Quando, enfim, entendi a importância da descriminalização do aborto. Essa demorei um pouco para aprender, mas hoje, carrego a bandeira.

Me reconheci mulher na morte do meu pai. Foi uma briga para carregar o caixão. E depois da sua morte, seguimos, quatro mulheres, enfrentando o mundo, resolvendo problemas. Minha mãe se fez forte, nos reconhecemos em sua força. Desabrochamos um pouco mais. Hoje, lembramos com carinho que meu pai sempre mandava flores no dia das mulheres (e esta é a lembrança mais querida que tenho deste dia).

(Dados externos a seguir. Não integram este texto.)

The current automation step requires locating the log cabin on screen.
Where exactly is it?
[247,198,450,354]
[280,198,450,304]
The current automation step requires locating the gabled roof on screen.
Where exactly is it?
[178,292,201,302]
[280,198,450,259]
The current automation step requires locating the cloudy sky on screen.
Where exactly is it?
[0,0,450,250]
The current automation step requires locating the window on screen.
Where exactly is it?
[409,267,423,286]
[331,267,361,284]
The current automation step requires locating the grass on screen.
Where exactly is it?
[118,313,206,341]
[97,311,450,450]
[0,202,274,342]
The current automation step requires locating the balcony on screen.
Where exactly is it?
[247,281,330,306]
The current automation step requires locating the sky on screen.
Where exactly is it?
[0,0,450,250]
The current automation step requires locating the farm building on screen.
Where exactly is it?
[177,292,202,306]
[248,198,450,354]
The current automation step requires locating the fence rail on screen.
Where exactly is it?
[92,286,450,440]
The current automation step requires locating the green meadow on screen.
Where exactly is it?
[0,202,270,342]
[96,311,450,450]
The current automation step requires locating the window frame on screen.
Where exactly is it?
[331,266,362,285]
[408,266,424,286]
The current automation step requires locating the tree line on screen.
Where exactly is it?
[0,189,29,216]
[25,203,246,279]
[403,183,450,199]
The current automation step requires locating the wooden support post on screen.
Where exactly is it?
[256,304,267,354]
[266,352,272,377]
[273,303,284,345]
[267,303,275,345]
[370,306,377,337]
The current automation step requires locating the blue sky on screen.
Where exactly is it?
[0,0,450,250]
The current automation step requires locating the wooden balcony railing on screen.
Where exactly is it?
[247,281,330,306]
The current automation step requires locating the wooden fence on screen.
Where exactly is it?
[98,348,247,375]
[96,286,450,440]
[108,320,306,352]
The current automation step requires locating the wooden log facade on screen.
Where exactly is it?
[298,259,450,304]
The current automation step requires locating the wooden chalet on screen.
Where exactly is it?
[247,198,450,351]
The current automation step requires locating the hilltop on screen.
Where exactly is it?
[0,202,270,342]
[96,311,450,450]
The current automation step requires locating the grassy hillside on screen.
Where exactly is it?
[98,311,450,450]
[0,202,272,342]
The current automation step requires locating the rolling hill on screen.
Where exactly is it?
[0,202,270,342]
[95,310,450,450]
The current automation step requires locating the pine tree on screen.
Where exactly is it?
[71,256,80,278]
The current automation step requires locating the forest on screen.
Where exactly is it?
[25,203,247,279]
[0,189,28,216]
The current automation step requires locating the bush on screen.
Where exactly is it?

Aprendi que existem mulheres que por um acidente do destino nasceram com um pênis. Acontece, e ainda sim, são mulheres incríveis. E foi outro dia mesmo que aprendi que mulher também pode ser drag queen (mulher pode ser o que quiser).

Este ano fui a praia, fizemos topless, e tiramos um dia para fazer fotos. Mulheres incríveis, uma vibe boa de empoderamento.

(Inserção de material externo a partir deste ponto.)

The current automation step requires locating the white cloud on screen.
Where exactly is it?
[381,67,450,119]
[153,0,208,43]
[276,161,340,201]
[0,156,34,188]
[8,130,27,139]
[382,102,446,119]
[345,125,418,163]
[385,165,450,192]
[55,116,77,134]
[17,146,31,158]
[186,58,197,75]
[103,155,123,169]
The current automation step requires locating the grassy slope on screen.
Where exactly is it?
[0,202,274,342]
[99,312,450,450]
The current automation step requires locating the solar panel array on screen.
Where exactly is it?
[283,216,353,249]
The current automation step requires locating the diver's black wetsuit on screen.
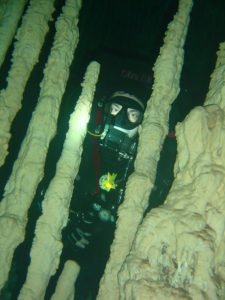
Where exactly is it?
[63,92,144,252]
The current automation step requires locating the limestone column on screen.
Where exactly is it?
[0,0,81,289]
[18,62,100,300]
[98,0,192,300]
[118,43,225,300]
[0,0,54,167]
[51,260,80,300]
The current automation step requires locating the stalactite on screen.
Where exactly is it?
[98,0,192,300]
[0,0,81,289]
[19,62,99,300]
[0,0,27,67]
[0,0,54,166]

Nos grupos exclusivos para mulheres, mulheres que nem sempre se conhecem, lutando e praticando a sororidade.

A medida que fui conhecendo mulheres incríveis. Com personalidades fortíssimas. E fui me identificando.

Ao conhecer Frida Kahlo e Simone de Beauvoir.

Quando abro o Facebook e vejo tantas mulheres incríveis no ato unificado. Maria, Cris, Nara...Eu conheço estas mulheres, e isto é tão legal.

Ao ver Cris, Fefe, Tati, Ana, Priscila, Pri, Marina, Mariana e tantas mulheres se tornarem mães. A maternidade precisa ser uma escolha. Precisa ser acolhida com amor. Nem todo mulher nasceu para ser mãe, quem não é mãe não é menos mulher.

Nos dois últimos curtas produzidos com a Ana, diretora e mulher incrível. Com Lira e Andréia, mulheres fantásticas, interpretando protagonistas fortes. A oportunidade de levar temas femininos (e feministas) para as telas e debater é um privilégio.

A verdade é que eu vivo uma crise existencial sobre a mulher que eu sou ou posso ser. Tento entender o potencial que existe em mim, e como faço para aproveitá-lo.

Mas já dei passos importantes, aprendi a lutar como uma mulher. Entendi que posso ser e sonhar com o que eu quiser. Que ser frágil e romântica não me faz menos mulher. Porque quando preciso, sou incrivelmente forte. Sou resiliente. Sou mulher.

Obs.: A foto é repetida. Mas adoro esta foto. E marquei a pele para nunca esquecer.